Dining improved a great deal in Cape May (Exit Zero on the Garden State Parkway), especially after we found a comfortable seaside hotel, The Marquis De Lafayette on Beach Avenue (I attended Lafayette High School in Brooklyn, and originally this was the Hotel Lafayette).
Our first two nights were spent at The Chalfonte, a restored Victorian hotel with small, uncomfortable and very expensive rooms that are undergoing renovation. I referred to our room as "The Icebox," because the air-conditioning blasted, and could not be regulated. Even with doors open to the hallway and our balcony, we were freezing. The bathroom was so small, I could not open the heavy glass shower door without leaving the bathroom, and the window had no curtain or shade.
We ate the buffet breakfast at both The Chalfonte and the Lafayette. The former cost $10 a person, plus a gratuity tacked onto your bill without your knowledge; the latter was included in the rate, but we were asked to leave a gratuity. I basically ate lots of fruit, egg whites and hash browns, plus coffee and juice, at both hotels, but the Lafayette had an omelet maker who made me one with everything green: fresh spinach, broccoli, scallions and green pepper.
Our first dinner was at Freda's Cafe, where I fell on a big bowl of linguine with fresh sea scallops and shrimp in pesto sauce. (210 Ocean St., Cape May.) At Lucky Bones, I ordered a big arugula salad with roasted vegetables, focaccia and a glass of pinot noir. (1200 Route 109, Cape May.)
For lunch one day at Key West Tacos, my son and I had fish tacos (tasty grouper) and my wife ordered crab tacos, which disappointed her, because she couldn't taste any crab. A platter with two tacos, rice and corn chips cost $12, but the woman behind the counter refused to give me salad instead of corn chips. The tacos were made with two flour tortillas, but the fish was buried under a mound of chopped cabbage, rather than traditional onion and cilantro. (479 West Perry St., West Cape May; closed Wednesday.)
We ate a series of good but pricey seafood meals at The Lobster House, an incredibly popular restaurant, raw bar and fish market on Fisherman's Wharf, where a commercial fishing fleet ties up (I guess San Francisco can't claim to have the only Fisherman's Wharf). I saw boats named Mariner and Mekong H. You can't miss the restaurant's sign at the entrance to Cape May.
After a 40-minute wait, I had blackened red fish for dinner one night, while my son ordered a small lobster and my wife chose soft-shell crabs. At other meals, I had raw or steamed Jersey clams, meaty Chesapeake Bay oysters on the half shell and cream-based seafood soups ; my wife and son shared six large steamed crabs from Texas.
The best pizza of the trip was at Tony's, a restaurant that looks like a dump. I asked for fresh spinach and broccoli on a regular pie, baked well-done. The five jumbo shrimp that came with the linguine crunched nicely, but the pasta was in a bland, watery sauce, as if the cook forgot to drain it completely. (1208 Route 109, Cape May.)
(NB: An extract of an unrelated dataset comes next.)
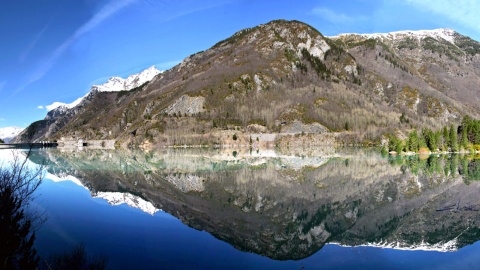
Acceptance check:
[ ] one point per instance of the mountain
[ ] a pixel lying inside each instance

We overdid it this past Friday morning, when we left for home, ordering nearly $39 worth of sandwiches and sides at Primo Hoagies (605 Lafayette St., Cape May; 609-884-1177). I ate the last portion today.
Nonna's Veggie sounded better than it tasted: eggplant, broccoli rabe, sharp provolone and roasted red peppers on a long, sesame-seeded Italian loaf. The middle of three sizes is called primo ($7.99), but it was more than a foot long and I couldn't finish it.
But the Pescara was terrific, especially heated up at home. Italian tuna straight from three cans was the main component, plus sharp provolone and roasted red peppers ($19.09, twice the size of the primo). Of the three side dshes we tried, the winner was a cheese tortellini salad with hot peppers and crunchy diced carrots.
We ate the sandwiches at a parkway service area, surrounded by other families attacking big plates of fast-food hamburgers, fried chicken and french fries.